"Ballast" by Zarouhie Abdalian.

How did we get here? We are at a point where a weird alchemy of digital and financial technology has created a massive identity crisis for much of America as resilient cities adapt to rapid change while some rural and industrial areas seem left behind due to challenges posed by automation and robotics.

Traditional notions of work, self-worth and wealth are explored in this “Production” exhibit of New Orleans native Zarouhie Abdalian's sculpture inspired by hand tools in particular and labor in general. She celebrates humble objects by reducing them to their essence, as in “Joint IX,” where a drafting compass, box wrench and industrial shears appear in a conical, zenlike arrangement held in place by gravity. Their mirror finishes radiate an ethereal quality of light that evokes the aura of self-worth that once ennobled workers who now often feel sidelined by widespread workplace changes.

The sheer weight of material objects lent gravitas to the labor required to work with them and the imprint of that labor is seen in a series of bas reliefs reflecting the force of the sharp extraction tools used at a Mississippi chalk mine.

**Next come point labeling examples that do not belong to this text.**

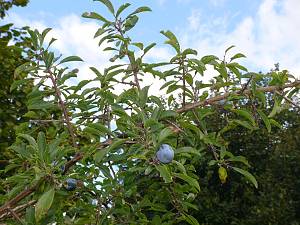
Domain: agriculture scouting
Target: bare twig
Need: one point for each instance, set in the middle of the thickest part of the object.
(63, 107)
(11, 203)
(288, 100)
(18, 209)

Each is a contemplative aesthetic object as well as a mini-monument to the miners whose labor subjected them to dire respiratory health hazards. In “Hull” (pictured), a ballast stone used to stabilize the weight distribution of merchant sailing ships is ensconced on a gold-plated square of sheet metal with upthrust corners that suggest delicate lotus petals as well as the impact of collisions involving heavy objects.

Nearby, barely visible stitching on a wall-size “Banner” reads, “Let living labor live/ Let dead labor die,” an oddly poetic quote from Karl Marx, who never anticipated the zombie labor of modern digital robotics. A low-key yet widely exhibited local artist whose work has appeared in the Whitney, Berlin, Shanghai, Moscow and Istanbul biennials, Abdalian brings a subtly expansive perspective to the paradoxes of our time as we try to cope with rapidly evolving technologies that often appear mired in unintended consequences.